Friday, June 4, 2010
Splice Review and trailer
OK, just like everyone else when I saw the previews for Splice, the first thing that went through my head was Species. Some of the trailers even made me wonder if this was a sequel to the 1995 Natasha Henstridge sci fi horror film. After seeing it today I cannot deny that their are similar themes, but for the most it owe mores to Frankenstein than Species. In fact the two main characters are named Elsa and Colin, a not so subtle reference to Colin Clive and Elsa Lancaster. Colin Clive played Dr Henry Frankenstein in the 1931 Universal Frankenstein and its sequelBride of Frankenstein. Lancaster starred as the title character in The Bride of Frankenstein as well as playing Mary Shelley in the same film.
Adrien Brody and Sarah Polley star as Colin and Elsa two geneticists who have just successfully spliced DNA from various species to create a new life form. Extracts from the creature have provided new veterinary drugs. With this knowledge the two decide to splice human and animal DNA. The resultant creature is named Dren and ages, both physically and mentally at an alarming rate. On a bit of a gender reversal for most horror films, Polley's Elsa plays the role of mad scientist, while Brody urges caution. Elsa ignores his reasoning and forges ahead. Knowing that human cloning is illegal they plan on destroying the creature before it comes to term. In true scientist credo they are doing it just to prove it can be done.
The creatures speedy development and will to live confounds there plans and the creature lives to be "born." Brody is still anxious to destroy it, but the creature imprints on Polley. Elsa meanwhile begins to see Dren as the child she has always been afraid to birth. Dren meanwhile starts to develop some predatory habits and a taste for meat. The two sneak her out of the lab and take her back to the farm where Elsa grew up. Here Dren quickly reaches sexual maturity, while Elsa is tormented by memories of her childhood and a disturbed mother. Tension builds between the three as Dren matures. Before long we see Elsa exhibiting some of the same behavior as her mother. Is Elsa replaying her childhood through Dren? It soon seems that Elsa is more of a danger than Dren. Or is she?
As Dren reaches sexual maturity she becomes enamored of Brody. Before long to no one's surprise, Brody and Dren are caught making love by Polley. At this point I was expecting the movie to shift into a new species, end of humanity theme but it doesn't. The film moves more into a horror vein with a creature on the loose segment. Still there are no real scares, and both of the leads are so flawed it is really hard to care what happens to them. The ending was no great surprise, in fact I was surprised it waited till the end for the development.
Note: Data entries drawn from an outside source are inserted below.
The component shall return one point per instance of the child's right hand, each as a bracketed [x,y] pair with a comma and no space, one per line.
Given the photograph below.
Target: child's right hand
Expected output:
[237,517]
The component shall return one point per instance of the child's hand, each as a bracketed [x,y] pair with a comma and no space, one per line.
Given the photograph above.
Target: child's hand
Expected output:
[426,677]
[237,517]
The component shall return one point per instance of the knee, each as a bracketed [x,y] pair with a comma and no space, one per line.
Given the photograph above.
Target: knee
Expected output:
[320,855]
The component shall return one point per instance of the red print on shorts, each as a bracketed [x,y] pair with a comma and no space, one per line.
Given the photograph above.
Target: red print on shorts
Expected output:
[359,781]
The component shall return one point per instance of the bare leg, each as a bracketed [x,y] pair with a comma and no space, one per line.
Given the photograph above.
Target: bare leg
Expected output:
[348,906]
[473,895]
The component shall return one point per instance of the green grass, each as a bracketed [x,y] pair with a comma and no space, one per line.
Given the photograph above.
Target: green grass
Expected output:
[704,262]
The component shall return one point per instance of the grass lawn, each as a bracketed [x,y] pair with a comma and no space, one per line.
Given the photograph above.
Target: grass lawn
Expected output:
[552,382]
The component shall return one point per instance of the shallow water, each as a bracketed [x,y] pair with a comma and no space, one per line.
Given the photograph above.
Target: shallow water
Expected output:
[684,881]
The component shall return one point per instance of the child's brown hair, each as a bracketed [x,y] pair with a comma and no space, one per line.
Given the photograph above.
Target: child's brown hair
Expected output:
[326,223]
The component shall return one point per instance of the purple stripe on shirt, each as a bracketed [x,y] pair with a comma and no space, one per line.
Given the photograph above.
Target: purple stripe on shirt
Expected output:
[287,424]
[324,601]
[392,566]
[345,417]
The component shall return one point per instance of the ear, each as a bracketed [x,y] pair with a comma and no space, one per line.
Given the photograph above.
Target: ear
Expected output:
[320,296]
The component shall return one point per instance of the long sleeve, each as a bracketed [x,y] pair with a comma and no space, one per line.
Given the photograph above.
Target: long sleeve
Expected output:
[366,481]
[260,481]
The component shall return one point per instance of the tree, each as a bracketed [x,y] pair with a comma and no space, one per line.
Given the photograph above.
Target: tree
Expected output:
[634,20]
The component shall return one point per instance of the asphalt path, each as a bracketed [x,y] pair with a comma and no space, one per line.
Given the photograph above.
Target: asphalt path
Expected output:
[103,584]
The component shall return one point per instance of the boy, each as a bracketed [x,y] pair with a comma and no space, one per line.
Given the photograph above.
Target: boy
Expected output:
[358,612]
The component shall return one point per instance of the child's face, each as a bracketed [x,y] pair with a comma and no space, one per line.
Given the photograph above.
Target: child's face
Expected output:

Probably my biggest knock on Splice is in its promotion. Once again it seems Hollywood really has no idea what the film is really about. Promoted as a horror film which it is anything but, nor is it truly a sci fi film, although it flirts heavily with that genre. Splice is more of a character study on Polley, and to a lesser extent Brody's characters. The ethics and morality of creating life is only touched on superficially. More time is spent dwelling on Elsa's messed up childhood and her attempt to be a good mother to Dren. Elsa's mother brings to mind the mother of Carrie White's mother from Carrie. The film would have been stronger if it had dove deeper into the mind of Elsa. As it is it feels like we scratch the surface of an interesting story, then veers away.
There aren't enough scares to classify it as horror and the few "horror" moments we see all seem forced. The whole poison tipped tail and predatory habits could have been dumped and the film would have been none the worse. The twist, if it was indeed meant to be a twist, was so expected, that just like the ending, I kept expecting it all through the film. Brody and especially Polley give excellent performances. Polley oozes with barely contained insanity and you expect her to blow any second. She does "lose it" but for some reason the filmmakers decided to bring her back to normalcy for no discernible reason. Sane, crazy, then she is sane again. The problem with her character is the same major problem with the film. It cannot pick a side and stay on it. It could have been an excellent science fiction film about the ethics of genetic splicing and cloning. It could have just as easily been an in depth character study on the darkness of child abuse with a sci fi setting. Instead it wants to be a little of everything.
Splice is not a great film. While I don't feel I wasted my money totally, I do feel robbed for what could have been. Some movies just seem destined to fail, this one had a chance to be great and was forced into failure. My best advice for seeing Splice? Wait for the DVD.